L2:                                               ; preds = %L2, %top
  %value_phi = phi i64 [ 1, %top ], [ %value_phi8, %L2 ]
  %value_phi2 = phi i64 [ 1, %top ], [ %value_phi10, %L2 ]
  %value_phi6 = phi i64 [ 0, %top ], [ %3, %L2 ]

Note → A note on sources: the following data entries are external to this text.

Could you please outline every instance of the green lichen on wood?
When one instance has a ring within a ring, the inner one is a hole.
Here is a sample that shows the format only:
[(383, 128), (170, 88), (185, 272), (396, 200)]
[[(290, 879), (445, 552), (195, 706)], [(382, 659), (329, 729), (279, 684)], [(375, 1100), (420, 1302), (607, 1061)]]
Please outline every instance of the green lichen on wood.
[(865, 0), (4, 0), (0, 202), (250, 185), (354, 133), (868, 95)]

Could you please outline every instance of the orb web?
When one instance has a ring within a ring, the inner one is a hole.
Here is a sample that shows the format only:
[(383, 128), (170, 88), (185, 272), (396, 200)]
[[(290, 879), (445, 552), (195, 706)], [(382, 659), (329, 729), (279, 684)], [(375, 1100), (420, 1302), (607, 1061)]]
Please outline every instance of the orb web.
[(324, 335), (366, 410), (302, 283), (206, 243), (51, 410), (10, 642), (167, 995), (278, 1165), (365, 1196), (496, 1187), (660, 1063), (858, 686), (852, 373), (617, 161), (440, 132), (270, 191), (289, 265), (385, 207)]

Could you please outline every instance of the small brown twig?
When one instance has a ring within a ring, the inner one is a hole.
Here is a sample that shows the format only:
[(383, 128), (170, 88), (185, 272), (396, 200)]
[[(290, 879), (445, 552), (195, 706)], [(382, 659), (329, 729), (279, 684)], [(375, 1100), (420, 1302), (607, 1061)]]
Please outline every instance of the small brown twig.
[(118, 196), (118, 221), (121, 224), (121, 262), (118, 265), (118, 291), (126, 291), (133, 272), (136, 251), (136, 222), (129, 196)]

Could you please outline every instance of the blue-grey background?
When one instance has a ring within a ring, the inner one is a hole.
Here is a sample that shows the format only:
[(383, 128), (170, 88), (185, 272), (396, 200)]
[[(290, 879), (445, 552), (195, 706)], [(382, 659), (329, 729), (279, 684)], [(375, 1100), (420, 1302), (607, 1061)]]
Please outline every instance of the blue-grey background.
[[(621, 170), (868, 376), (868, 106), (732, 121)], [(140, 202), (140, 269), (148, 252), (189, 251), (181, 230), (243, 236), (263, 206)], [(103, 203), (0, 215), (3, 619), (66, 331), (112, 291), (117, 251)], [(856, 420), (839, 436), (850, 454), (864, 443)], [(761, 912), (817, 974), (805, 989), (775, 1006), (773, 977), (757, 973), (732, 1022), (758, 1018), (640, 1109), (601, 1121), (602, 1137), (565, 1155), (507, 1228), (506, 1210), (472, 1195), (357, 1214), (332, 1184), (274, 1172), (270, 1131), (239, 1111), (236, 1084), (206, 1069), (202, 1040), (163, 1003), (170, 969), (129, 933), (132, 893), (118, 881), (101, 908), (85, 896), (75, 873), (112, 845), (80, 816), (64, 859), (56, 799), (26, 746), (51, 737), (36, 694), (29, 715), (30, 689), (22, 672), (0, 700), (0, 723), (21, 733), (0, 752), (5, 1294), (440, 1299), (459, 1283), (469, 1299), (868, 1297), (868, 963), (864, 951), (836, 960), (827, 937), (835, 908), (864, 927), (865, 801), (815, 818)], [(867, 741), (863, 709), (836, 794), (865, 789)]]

  %3 = add i64 %value_phi6, %value_phi
  %.not = icmp slt i64 %value_phi, %value_phi2
  %4 = add i64 %value_phi, 1
  %5 = icmp slt i64 %value_phi2, %2
  %value_phi7 = or i1 %.not, %5
  %value_phi8 = select i1 %.not, i64 %4, i64 1
  %not..not = xor i1 %.not, true
  %6 = zext i1 %not..not to i64
  %value_phi10 = add i64 %value_phi2, %6
  br i1 %value_phi7, label %L2, label %L38

L38:                                              ; preds = %L2
  ret i64 %3
}

While M=4 the vectorization happens…so there is no regression.